Dec. 05, 2002 Online Since 1996 Vol 77 No. 24
$1.6 million grant to ASU for NC teachers Jennifer Brannock
Faculty Senate Beat
   As classroom sizes continually rise, the North Carolina public school system is unable to retain qualified teachers in schools, causing cramped learning environments and low-quality education for the state’s youth.
    In an effort to remedy the statewide teacher shortage, the US Department of Education recently awarded a five-year, $1.6 million grant to Appalachian State University’s Appalachian Transition to Teaching Program (ATTP), which will allow faculty to train and prepare anyone wanting to join the teaching profession from another career.

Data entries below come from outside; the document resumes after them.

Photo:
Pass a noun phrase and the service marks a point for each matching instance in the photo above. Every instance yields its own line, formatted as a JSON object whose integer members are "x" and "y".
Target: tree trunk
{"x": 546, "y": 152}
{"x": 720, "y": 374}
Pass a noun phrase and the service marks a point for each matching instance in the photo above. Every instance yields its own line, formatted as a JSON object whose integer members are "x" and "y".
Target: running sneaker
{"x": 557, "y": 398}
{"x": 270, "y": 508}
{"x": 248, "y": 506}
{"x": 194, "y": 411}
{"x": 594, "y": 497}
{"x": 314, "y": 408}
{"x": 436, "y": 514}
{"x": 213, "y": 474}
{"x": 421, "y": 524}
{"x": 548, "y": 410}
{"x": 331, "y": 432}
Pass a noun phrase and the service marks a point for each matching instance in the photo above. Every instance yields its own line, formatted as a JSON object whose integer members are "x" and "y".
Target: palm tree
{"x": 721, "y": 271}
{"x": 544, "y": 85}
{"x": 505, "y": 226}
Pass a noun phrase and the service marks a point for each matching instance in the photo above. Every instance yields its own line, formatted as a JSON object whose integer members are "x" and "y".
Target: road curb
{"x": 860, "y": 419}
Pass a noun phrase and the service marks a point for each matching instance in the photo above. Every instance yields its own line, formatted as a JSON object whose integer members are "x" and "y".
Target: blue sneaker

    Appalachian’s Reich College of Education will assume the responsibility of teaching and licensing in three regional sites. The program will allow current professionals and temporarily licensed teachers to gain certification to teach full-time in North Carolina, thus assisting the urgency to place capable teachers in the classrooms.
    Dean of the College of Education, Dr. Charles R. Duke, said he feels the extreme shortage of teachers is a significant issue, and the ATTP is a bold step towards correcting the shortage problem.
    “I think the incentives [to teach] are the same ones that have been there all along,” Duke said. “Teaching continues to be a profession in which you can have a huge impact on a large number of children, and that’s a very significant contribution that you can make through your work.”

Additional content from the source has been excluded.